Maintain CloudBees Analytics server data on Kubernetes

5 minute readReference

CloudBees CD/RO supports automatically creating snapshot backups of CloudBees Analytics OpenSearch indices according to setting in your values file. Snapshots are configured via the values in the analytics.backup fields.

Starting in CloudBees CD/RO v2024.06.0, CloudBees Analytics started using the analytics Kubernetes service with OpenSearch as its search engine. When upgrading from v2024.03.0 or earlier, ensure your values file is updated with the analytics chart. For more information, refer to CloudBees Analytics server values.

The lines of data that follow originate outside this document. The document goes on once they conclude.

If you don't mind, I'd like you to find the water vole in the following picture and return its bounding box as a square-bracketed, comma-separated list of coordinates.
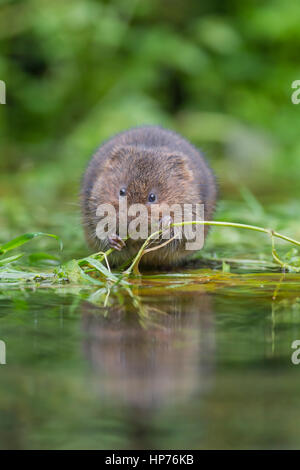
[81, 126, 217, 266]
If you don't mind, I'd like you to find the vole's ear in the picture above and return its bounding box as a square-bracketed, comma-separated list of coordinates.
[167, 152, 193, 181]
[105, 145, 134, 169]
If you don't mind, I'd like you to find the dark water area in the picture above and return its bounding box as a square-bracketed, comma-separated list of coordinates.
[0, 274, 300, 449]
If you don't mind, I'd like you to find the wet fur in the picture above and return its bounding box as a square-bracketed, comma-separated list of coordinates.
[81, 126, 217, 266]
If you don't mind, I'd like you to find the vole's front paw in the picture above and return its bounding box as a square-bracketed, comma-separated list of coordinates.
[108, 233, 125, 251]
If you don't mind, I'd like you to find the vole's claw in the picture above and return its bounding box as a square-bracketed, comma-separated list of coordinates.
[108, 233, 125, 251]
[159, 215, 173, 230]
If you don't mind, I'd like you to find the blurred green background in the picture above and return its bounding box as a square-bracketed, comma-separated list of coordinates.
[0, 0, 300, 253]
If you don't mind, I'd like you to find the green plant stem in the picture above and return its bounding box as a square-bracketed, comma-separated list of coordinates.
[124, 220, 300, 275]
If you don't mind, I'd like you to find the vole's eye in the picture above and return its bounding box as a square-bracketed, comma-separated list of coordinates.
[148, 193, 156, 202]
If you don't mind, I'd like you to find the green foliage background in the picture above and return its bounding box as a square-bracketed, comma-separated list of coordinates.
[0, 0, 300, 250]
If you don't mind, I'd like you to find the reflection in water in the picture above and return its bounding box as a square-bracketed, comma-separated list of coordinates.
[83, 292, 215, 410]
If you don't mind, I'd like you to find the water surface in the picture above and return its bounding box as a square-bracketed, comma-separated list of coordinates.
[0, 270, 300, 449]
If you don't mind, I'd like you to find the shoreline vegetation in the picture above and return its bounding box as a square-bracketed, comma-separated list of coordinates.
[0, 221, 300, 287]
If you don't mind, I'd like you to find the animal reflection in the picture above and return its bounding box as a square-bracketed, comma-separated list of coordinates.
[83, 292, 215, 409]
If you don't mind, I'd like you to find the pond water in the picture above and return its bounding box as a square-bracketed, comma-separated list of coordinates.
[0, 270, 300, 449]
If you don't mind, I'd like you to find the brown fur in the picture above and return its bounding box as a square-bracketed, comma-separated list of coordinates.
[81, 126, 217, 265]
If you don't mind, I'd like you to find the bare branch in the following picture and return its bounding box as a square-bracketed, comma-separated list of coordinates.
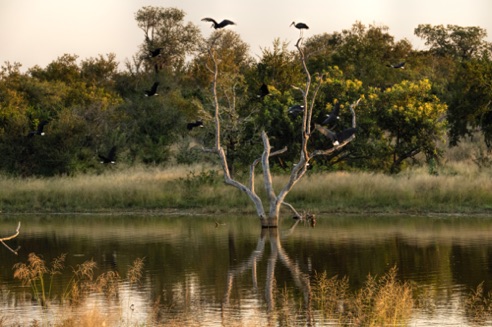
[249, 147, 287, 192]
[0, 221, 20, 255]
[282, 202, 301, 218]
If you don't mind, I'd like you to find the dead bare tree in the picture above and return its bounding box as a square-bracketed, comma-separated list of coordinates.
[205, 34, 359, 228]
[0, 221, 20, 255]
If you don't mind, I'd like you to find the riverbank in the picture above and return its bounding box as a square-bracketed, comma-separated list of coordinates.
[0, 165, 492, 215]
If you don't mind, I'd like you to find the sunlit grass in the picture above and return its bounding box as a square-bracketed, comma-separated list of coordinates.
[0, 156, 492, 214]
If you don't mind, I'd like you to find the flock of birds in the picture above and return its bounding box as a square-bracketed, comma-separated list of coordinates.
[27, 17, 405, 164]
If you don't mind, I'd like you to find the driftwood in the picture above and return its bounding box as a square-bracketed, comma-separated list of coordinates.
[204, 34, 360, 228]
[0, 221, 20, 255]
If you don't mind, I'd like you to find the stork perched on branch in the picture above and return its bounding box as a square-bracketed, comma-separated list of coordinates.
[202, 17, 236, 29]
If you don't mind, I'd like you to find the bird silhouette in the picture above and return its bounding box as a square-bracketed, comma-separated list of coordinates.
[186, 120, 203, 131]
[150, 48, 164, 58]
[314, 124, 357, 146]
[257, 83, 270, 99]
[27, 120, 48, 137]
[290, 22, 309, 36]
[202, 17, 236, 29]
[98, 146, 116, 164]
[287, 104, 304, 117]
[386, 61, 405, 69]
[321, 102, 340, 126]
[145, 82, 159, 97]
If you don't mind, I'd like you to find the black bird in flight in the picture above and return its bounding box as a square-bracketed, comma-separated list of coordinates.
[145, 82, 159, 97]
[27, 120, 48, 137]
[98, 146, 116, 164]
[321, 102, 340, 126]
[186, 120, 203, 131]
[202, 17, 236, 29]
[290, 22, 309, 30]
[386, 61, 405, 69]
[287, 104, 304, 117]
[257, 83, 270, 99]
[290, 22, 309, 36]
[150, 48, 164, 58]
[314, 124, 357, 146]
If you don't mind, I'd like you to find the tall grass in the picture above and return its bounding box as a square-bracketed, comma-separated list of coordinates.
[313, 267, 414, 326]
[0, 147, 492, 214]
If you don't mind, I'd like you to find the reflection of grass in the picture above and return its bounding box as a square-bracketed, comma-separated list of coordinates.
[12, 253, 143, 310]
[7, 262, 492, 327]
[0, 166, 492, 213]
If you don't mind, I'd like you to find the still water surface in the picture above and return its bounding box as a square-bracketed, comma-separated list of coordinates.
[0, 215, 492, 326]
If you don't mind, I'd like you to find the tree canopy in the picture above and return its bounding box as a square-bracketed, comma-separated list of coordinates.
[0, 6, 492, 176]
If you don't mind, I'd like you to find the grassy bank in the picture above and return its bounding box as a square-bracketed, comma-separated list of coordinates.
[0, 163, 492, 214]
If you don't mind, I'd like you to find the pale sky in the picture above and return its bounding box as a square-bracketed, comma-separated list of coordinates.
[0, 0, 492, 70]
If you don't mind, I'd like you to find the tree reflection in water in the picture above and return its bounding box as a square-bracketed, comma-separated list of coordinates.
[222, 227, 313, 326]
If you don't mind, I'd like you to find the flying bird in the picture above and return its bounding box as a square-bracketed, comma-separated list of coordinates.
[98, 146, 116, 164]
[27, 120, 48, 137]
[257, 83, 270, 99]
[321, 102, 340, 126]
[290, 22, 309, 36]
[314, 124, 357, 146]
[386, 62, 405, 69]
[145, 82, 159, 97]
[150, 48, 164, 58]
[202, 17, 236, 29]
[290, 22, 309, 30]
[287, 104, 304, 117]
[186, 120, 203, 131]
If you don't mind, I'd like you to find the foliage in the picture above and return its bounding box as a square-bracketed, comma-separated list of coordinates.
[448, 57, 492, 148]
[415, 24, 492, 60]
[0, 6, 492, 176]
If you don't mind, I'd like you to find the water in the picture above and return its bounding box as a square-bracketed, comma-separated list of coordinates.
[0, 214, 492, 326]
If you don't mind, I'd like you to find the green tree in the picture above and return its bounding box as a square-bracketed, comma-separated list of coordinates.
[135, 6, 200, 71]
[369, 80, 447, 173]
[414, 24, 492, 60]
[448, 56, 492, 148]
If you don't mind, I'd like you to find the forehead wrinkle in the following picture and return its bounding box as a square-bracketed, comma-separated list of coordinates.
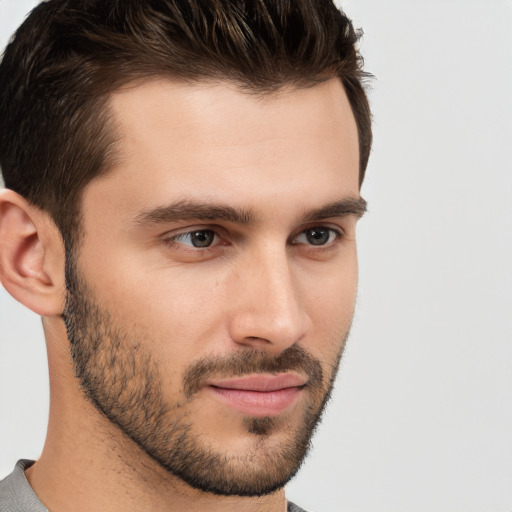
[135, 200, 255, 225]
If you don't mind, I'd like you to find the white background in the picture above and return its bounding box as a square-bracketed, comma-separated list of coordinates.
[0, 0, 512, 512]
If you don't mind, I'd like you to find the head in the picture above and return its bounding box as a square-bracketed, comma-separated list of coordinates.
[0, 0, 371, 495]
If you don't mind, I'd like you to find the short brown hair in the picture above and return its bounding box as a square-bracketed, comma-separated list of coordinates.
[0, 0, 372, 244]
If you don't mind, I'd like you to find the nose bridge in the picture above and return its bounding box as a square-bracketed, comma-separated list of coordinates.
[232, 244, 309, 350]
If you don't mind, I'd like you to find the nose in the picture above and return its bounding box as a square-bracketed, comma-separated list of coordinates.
[229, 248, 311, 354]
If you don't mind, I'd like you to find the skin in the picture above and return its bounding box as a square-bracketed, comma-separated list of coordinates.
[0, 79, 361, 512]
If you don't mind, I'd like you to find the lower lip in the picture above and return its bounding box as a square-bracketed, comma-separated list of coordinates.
[210, 386, 302, 418]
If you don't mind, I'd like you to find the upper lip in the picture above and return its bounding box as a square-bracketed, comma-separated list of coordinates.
[208, 373, 308, 392]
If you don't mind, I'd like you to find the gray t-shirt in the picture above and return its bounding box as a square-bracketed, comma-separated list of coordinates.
[0, 460, 306, 512]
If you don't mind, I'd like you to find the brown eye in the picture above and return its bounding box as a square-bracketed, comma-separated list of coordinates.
[172, 229, 216, 249]
[293, 226, 341, 245]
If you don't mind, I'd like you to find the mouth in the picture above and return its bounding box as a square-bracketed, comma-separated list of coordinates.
[207, 373, 307, 418]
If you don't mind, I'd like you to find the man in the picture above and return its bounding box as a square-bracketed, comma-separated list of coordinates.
[0, 0, 371, 512]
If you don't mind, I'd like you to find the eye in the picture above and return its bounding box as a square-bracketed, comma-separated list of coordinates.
[169, 229, 217, 249]
[293, 226, 341, 245]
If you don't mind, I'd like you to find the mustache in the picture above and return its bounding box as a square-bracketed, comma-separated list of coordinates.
[183, 345, 324, 399]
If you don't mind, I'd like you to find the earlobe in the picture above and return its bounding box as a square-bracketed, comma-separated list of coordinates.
[0, 190, 64, 316]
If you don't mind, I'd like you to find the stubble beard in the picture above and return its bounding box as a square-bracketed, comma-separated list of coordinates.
[63, 258, 348, 496]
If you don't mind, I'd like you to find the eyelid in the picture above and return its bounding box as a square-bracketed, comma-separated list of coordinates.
[159, 225, 225, 252]
[291, 222, 345, 243]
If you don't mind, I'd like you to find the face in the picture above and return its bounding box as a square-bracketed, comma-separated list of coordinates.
[64, 80, 364, 496]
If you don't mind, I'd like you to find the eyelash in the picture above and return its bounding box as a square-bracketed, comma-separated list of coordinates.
[163, 225, 345, 253]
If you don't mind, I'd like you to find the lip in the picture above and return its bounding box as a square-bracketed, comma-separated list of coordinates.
[208, 373, 307, 418]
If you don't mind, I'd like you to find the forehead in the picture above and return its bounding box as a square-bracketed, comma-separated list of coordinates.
[86, 79, 359, 220]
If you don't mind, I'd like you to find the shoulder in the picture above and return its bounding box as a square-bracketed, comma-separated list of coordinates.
[288, 501, 306, 512]
[0, 460, 48, 512]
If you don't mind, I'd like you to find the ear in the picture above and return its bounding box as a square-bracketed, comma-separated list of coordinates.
[0, 189, 65, 316]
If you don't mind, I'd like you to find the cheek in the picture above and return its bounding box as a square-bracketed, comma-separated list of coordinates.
[304, 257, 358, 352]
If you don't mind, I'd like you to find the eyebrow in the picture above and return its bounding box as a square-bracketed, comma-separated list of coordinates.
[135, 197, 366, 226]
[135, 200, 254, 225]
[305, 197, 367, 221]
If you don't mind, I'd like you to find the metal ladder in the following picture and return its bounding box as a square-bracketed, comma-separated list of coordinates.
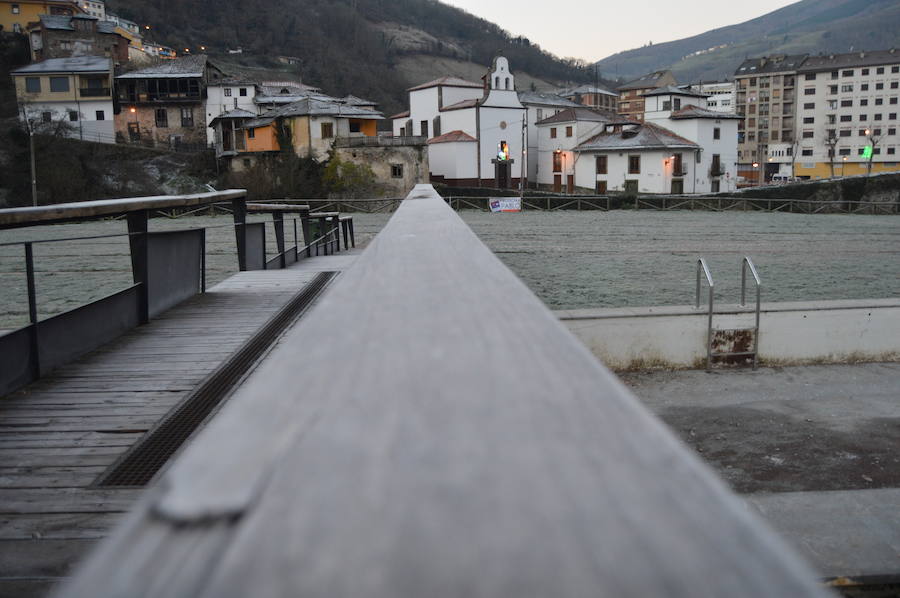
[694, 256, 762, 372]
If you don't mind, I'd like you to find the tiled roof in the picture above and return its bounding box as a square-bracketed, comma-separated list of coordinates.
[797, 48, 900, 72]
[519, 91, 582, 108]
[116, 54, 208, 79]
[244, 98, 384, 129]
[559, 85, 619, 98]
[536, 107, 619, 127]
[734, 54, 808, 77]
[617, 70, 669, 91]
[441, 99, 478, 112]
[427, 130, 478, 145]
[406, 77, 484, 91]
[209, 108, 256, 125]
[12, 56, 109, 75]
[575, 122, 700, 152]
[669, 105, 744, 120]
[644, 85, 709, 98]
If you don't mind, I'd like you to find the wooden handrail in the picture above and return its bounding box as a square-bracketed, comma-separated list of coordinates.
[58, 185, 827, 598]
[0, 189, 247, 229]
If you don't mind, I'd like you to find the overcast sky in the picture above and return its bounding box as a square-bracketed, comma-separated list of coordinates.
[442, 0, 796, 62]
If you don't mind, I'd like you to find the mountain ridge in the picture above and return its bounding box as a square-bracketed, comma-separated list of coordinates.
[595, 0, 900, 83]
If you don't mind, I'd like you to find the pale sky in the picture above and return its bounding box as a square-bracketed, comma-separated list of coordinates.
[442, 0, 796, 62]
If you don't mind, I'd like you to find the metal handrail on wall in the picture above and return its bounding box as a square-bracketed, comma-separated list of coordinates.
[694, 257, 715, 372]
[741, 256, 762, 370]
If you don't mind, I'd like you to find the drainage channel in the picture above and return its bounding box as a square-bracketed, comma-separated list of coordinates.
[94, 272, 336, 487]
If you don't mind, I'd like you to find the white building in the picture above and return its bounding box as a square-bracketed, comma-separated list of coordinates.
[206, 79, 260, 145]
[519, 91, 583, 186]
[11, 56, 116, 143]
[575, 86, 741, 194]
[393, 56, 525, 188]
[529, 106, 628, 193]
[690, 81, 737, 113]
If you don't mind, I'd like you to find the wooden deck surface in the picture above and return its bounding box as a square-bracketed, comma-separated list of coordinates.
[0, 268, 338, 598]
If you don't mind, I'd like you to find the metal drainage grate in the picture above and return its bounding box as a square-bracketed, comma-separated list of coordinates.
[95, 272, 336, 486]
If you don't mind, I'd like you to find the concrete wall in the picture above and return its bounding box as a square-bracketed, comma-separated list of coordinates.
[555, 299, 900, 370]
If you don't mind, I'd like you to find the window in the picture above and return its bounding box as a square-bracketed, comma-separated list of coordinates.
[50, 77, 69, 91]
[628, 156, 641, 174]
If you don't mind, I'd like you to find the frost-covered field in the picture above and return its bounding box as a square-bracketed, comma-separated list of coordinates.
[0, 210, 900, 328]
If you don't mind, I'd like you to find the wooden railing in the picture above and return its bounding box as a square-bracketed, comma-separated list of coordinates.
[57, 185, 826, 598]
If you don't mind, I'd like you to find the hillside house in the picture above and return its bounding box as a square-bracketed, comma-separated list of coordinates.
[0, 0, 84, 33]
[28, 14, 129, 64]
[11, 56, 115, 143]
[529, 107, 635, 193]
[393, 56, 526, 189]
[616, 71, 677, 121]
[116, 54, 225, 146]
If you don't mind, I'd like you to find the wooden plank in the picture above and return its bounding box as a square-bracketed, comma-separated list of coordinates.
[0, 488, 142, 514]
[0, 189, 247, 229]
[0, 513, 123, 541]
[61, 186, 824, 598]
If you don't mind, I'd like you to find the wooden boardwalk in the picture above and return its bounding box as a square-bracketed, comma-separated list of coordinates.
[0, 264, 352, 598]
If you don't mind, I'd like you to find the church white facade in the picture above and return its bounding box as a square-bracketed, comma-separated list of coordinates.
[393, 56, 525, 188]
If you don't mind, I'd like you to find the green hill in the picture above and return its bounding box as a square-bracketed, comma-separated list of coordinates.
[597, 0, 900, 83]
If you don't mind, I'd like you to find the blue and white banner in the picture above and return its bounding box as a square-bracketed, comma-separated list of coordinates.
[488, 197, 522, 212]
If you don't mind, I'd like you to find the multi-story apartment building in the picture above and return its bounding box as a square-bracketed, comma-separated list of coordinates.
[558, 85, 619, 112]
[793, 49, 900, 179]
[0, 0, 83, 33]
[734, 54, 806, 183]
[689, 81, 737, 114]
[11, 56, 115, 143]
[616, 71, 676, 121]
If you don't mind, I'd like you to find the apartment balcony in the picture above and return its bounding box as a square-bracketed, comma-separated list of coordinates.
[78, 87, 112, 98]
[334, 135, 428, 148]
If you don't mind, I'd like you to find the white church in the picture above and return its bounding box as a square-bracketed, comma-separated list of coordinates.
[391, 56, 525, 189]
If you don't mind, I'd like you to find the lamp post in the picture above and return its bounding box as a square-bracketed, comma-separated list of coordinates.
[864, 129, 881, 175]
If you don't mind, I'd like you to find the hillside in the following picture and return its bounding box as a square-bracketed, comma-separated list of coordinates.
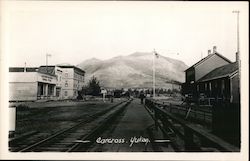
[77, 52, 187, 88]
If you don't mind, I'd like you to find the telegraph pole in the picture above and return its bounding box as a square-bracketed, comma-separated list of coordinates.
[153, 49, 156, 98]
[46, 53, 51, 73]
[233, 10, 241, 92]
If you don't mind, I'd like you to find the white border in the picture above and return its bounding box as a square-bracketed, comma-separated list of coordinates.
[0, 1, 249, 160]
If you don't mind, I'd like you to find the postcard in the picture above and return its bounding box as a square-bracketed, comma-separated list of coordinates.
[0, 1, 249, 160]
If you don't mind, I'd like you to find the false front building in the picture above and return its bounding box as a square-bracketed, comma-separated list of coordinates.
[9, 65, 85, 101]
[9, 67, 57, 101]
[58, 65, 85, 99]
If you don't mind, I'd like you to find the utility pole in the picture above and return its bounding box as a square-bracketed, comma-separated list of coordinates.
[153, 49, 179, 98]
[233, 10, 241, 92]
[46, 53, 51, 73]
[153, 49, 156, 98]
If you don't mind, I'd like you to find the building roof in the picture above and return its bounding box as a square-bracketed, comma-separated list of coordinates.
[57, 64, 85, 75]
[38, 66, 55, 76]
[185, 52, 232, 71]
[198, 62, 238, 82]
[9, 67, 38, 72]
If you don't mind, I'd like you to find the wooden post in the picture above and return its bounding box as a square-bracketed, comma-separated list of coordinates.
[9, 106, 16, 138]
[154, 109, 159, 131]
[184, 127, 195, 151]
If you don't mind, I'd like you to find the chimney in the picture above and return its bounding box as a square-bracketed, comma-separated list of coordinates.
[213, 46, 217, 54]
[207, 50, 211, 55]
[235, 52, 240, 63]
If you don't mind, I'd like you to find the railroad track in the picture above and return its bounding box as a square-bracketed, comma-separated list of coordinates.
[9, 100, 131, 152]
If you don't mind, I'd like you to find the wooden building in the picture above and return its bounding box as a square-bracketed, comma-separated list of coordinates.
[196, 62, 240, 103]
[182, 46, 232, 100]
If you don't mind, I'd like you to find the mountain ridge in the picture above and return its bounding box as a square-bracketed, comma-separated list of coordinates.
[77, 52, 188, 88]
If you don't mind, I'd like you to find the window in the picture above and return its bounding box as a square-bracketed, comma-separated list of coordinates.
[221, 80, 225, 92]
[209, 82, 212, 91]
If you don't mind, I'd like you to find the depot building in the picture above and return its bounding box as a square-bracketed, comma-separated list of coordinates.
[9, 67, 57, 101]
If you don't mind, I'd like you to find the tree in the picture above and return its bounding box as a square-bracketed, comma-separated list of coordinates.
[86, 76, 101, 96]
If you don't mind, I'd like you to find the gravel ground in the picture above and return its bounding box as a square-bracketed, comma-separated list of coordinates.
[12, 99, 124, 136]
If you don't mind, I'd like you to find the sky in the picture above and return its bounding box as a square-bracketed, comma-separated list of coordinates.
[3, 1, 248, 67]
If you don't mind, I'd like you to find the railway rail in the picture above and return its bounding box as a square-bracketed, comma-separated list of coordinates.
[9, 100, 131, 152]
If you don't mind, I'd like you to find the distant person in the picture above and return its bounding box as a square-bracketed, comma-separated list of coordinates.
[139, 92, 145, 104]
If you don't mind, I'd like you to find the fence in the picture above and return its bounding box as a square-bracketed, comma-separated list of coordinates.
[145, 99, 239, 152]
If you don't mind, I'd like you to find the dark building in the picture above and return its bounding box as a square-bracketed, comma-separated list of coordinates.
[182, 46, 232, 100]
[196, 62, 239, 104]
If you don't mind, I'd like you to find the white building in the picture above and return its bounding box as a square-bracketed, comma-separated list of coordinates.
[58, 65, 85, 99]
[9, 67, 57, 101]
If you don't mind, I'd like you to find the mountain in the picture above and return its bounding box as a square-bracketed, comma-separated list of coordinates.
[77, 52, 187, 88]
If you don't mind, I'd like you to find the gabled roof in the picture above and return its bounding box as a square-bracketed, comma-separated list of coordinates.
[38, 66, 55, 76]
[9, 67, 38, 72]
[198, 62, 238, 82]
[185, 52, 232, 71]
[57, 64, 85, 75]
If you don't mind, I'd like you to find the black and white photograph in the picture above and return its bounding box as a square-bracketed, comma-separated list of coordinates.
[0, 1, 249, 160]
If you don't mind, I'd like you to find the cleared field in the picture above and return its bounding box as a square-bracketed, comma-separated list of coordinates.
[12, 99, 125, 137]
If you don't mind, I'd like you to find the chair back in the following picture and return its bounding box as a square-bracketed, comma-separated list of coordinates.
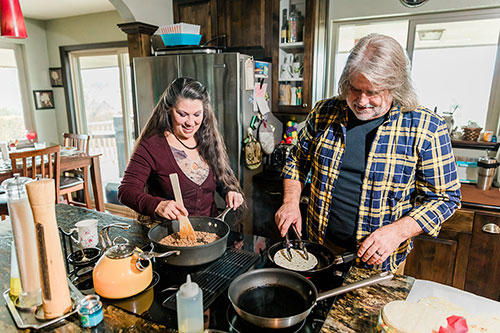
[63, 133, 90, 154]
[10, 145, 61, 203]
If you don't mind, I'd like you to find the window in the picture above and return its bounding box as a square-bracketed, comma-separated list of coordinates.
[0, 43, 32, 141]
[412, 18, 500, 128]
[328, 10, 500, 131]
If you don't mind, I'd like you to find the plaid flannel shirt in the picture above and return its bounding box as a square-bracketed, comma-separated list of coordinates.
[282, 98, 460, 271]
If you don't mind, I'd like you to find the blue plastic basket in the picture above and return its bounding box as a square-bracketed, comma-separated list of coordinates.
[161, 34, 201, 46]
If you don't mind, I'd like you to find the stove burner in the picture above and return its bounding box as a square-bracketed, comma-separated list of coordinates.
[226, 305, 306, 333]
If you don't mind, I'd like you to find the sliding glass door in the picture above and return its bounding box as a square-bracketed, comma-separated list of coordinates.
[69, 48, 134, 203]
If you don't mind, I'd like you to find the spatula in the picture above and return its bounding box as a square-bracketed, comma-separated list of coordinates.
[169, 173, 196, 240]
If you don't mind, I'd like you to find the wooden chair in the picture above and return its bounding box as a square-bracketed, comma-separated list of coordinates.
[63, 133, 90, 154]
[60, 133, 92, 209]
[10, 146, 61, 203]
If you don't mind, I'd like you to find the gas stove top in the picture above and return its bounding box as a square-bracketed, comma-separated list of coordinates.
[75, 232, 349, 333]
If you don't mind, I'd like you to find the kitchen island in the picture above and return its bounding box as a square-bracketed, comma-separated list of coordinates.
[0, 204, 414, 332]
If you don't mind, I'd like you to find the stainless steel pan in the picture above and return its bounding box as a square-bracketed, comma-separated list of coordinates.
[148, 207, 231, 266]
[228, 268, 393, 328]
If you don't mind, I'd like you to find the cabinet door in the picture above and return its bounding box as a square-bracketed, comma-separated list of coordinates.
[404, 236, 458, 285]
[172, 0, 218, 45]
[218, 0, 274, 60]
[465, 212, 500, 300]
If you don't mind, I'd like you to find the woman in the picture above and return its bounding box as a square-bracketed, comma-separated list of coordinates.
[118, 78, 243, 220]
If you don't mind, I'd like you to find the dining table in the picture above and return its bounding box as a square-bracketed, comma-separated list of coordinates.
[0, 145, 105, 212]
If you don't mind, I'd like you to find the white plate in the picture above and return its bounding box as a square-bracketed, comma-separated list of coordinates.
[61, 147, 76, 156]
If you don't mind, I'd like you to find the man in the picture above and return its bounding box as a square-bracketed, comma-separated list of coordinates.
[276, 34, 460, 272]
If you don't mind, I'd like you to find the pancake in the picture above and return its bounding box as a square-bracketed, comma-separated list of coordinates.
[273, 249, 318, 272]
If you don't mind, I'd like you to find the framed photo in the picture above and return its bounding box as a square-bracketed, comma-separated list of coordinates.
[49, 67, 63, 87]
[33, 90, 54, 110]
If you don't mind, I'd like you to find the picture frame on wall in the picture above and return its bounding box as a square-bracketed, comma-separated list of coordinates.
[49, 67, 63, 87]
[33, 90, 54, 110]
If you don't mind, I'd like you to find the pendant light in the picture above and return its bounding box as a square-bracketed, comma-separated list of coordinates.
[0, 0, 28, 38]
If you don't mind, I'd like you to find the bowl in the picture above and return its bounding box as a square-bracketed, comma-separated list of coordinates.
[161, 34, 201, 46]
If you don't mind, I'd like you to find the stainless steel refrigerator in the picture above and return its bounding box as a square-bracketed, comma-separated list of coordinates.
[134, 53, 282, 232]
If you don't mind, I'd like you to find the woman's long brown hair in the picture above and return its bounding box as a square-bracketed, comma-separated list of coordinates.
[136, 77, 243, 193]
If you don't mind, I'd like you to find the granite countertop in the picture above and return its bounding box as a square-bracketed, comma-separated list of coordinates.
[321, 266, 415, 333]
[0, 204, 414, 332]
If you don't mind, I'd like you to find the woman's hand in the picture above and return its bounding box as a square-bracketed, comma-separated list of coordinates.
[226, 191, 243, 210]
[155, 200, 188, 220]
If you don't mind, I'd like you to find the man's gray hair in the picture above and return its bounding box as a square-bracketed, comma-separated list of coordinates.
[339, 34, 418, 111]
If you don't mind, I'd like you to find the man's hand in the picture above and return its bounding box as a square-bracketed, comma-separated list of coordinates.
[358, 216, 423, 265]
[274, 203, 302, 237]
[274, 179, 302, 237]
[155, 200, 189, 220]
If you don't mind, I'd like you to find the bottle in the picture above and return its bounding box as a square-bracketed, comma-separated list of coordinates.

For previous CloudBees CD/RO versions using dois with Elasticsearch, refer to the corresponding documentation version for your CloudBees CD/RO.

When backups are enabled, CloudBees CD/RO creates an extra PersistentVolumeClaim (PVC) for storing your snapshots and a cron job to generate them. Snapshots are created every 12 hours and retained for 15 days by default, but the schedule and retention policy can be customized using the fields:

  • analytics.backup.schedule_cron

  • analytics.backup.retentionDays

As described above, a PVC is automatically created to store your snapshots, but a remote repository can also be used to store them if your project uses AWS and GCS buckets. For more information, refer to Create snapshot backups with an external repository.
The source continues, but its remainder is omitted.